A woman with no heart is not a woman at all; her heart is what makes her a woman. Her heart is what connects her to God, and the only thing that enables her to do all the things that she does. This explains why women die when they stop loving. They disconnect from their source and become unable to do what they were created to do, and the life within them dies.
Women are energy sources to others, and others are an energy source to them. That’s why women have to remember to stay connected to each other. No woman is an island unto herself. Therefore, we must never retreat to ourselves too long, because we become defeated when we are by ourselves. The devil gets in our heads and fills us with doubt and hopelessness as we look continually at our situation and not to the God of our hope. Isolation is the biggest pit for women because we punish and blame ourselves when we are there. This is because we are absent from the support and encouragement that we need all the time. A woman without support is like a fish out of water. We will not last very long without the presence of others.

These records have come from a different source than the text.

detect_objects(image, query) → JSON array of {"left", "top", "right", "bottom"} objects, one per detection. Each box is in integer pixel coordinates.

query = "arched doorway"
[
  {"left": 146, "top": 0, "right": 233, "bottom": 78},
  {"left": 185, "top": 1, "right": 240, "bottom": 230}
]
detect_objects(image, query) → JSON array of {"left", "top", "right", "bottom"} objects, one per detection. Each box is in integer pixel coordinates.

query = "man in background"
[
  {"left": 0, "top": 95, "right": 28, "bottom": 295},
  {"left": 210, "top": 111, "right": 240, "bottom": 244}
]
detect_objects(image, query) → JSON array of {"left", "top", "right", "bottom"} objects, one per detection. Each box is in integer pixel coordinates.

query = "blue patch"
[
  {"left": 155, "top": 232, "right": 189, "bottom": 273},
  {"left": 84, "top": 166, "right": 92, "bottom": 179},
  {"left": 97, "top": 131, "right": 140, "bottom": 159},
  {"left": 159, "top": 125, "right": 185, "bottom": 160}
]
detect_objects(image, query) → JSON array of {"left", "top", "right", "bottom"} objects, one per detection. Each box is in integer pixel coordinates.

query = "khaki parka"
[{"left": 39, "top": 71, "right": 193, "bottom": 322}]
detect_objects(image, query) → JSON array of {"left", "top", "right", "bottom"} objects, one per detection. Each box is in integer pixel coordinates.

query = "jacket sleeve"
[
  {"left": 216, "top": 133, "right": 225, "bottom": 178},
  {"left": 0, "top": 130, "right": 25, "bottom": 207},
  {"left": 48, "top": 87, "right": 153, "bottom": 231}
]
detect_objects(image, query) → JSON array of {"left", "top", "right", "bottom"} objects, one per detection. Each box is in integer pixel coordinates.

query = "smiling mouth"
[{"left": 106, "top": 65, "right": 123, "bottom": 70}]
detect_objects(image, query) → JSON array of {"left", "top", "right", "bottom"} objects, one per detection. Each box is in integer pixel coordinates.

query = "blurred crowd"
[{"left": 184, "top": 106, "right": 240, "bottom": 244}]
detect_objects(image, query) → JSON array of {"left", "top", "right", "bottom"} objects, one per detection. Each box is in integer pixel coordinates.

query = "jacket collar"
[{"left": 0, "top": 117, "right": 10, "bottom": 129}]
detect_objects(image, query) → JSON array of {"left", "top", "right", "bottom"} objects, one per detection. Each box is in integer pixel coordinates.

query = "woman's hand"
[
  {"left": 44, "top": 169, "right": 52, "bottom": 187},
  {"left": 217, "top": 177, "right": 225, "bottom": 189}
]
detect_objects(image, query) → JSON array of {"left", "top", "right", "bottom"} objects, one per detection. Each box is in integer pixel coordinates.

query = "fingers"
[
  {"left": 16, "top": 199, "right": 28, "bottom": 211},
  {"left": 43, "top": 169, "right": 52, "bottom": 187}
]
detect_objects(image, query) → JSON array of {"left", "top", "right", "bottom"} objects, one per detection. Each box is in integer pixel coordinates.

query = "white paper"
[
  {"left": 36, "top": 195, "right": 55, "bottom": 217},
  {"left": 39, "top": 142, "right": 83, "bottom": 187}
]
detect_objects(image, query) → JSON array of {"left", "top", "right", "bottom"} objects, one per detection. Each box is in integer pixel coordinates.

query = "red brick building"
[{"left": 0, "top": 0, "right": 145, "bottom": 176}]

God designed us to be interconnected. We are to work together and help each other recognize our value and worth. Most of us devalue ourselves while valuing everyone else. The problem is that we give so much of ourselves without allowing others to give to us. We sometimes have a false sense of giving. We often reject the blessings that others offer us. When others try to show us appreciation, we say; "That’s alright, I didn’t do it for that." Later, we become resentful that others are getting so much from us and no one is giving anything to us. From there, we go to "it’s all about me," but there is no balance in that.
When we learn to include ourselves while caring for others, we find the true meaning of caring. However, we cannot expect others to do for us what we won’t do for ourselves. Learn to do things that you enjoy. Take some time on a regular basis to rejuvenate yourself. Surround yourself with people who give and receive. Stop all relationships with takers, and you will enjoy your life in a more fulfilling way.
FAITH TO BELIEVE
A woman’s faith is what activates her power to love. In her mind, love will make everything better, and it will. Women believe that things can be a lot better than they appear at this moment. She becomes a source of hope for everyone who comes to her for help. God has brought her through so many trials that she can walk with others when they are in their dark places. She understands that morning will come. However, she can spend so much time being all things to all people that she fails to have faith in herself and the plan God has for her life. She encourages others with the word of God, but forgets that those same words apply to her. Therefore, it is important that women make time for God and fellowship with other people who are spiritually stronger than we are. When we allow time for our own spiritual growth, we are able to minister healing to others. We can do this by listening and talking to people who are spiritually grounded. They show us how to live our lives with a lot less fear and uncertainty by helping us realize that everything in the natural started in the spirit. That knowledge keeps us calm when life just doesn’t go the way we want it to. Putting our faith in God allows us to become everything He created us to be and our lives will become purposeful and more meaningful. Faith is the one thing that makes life doable. Therefore, building our faith is one of the best things we can do to bring out the best in our lives. When our faith grows, we will be better able to walk in the faith that God has given to us while helping others walk in theirs.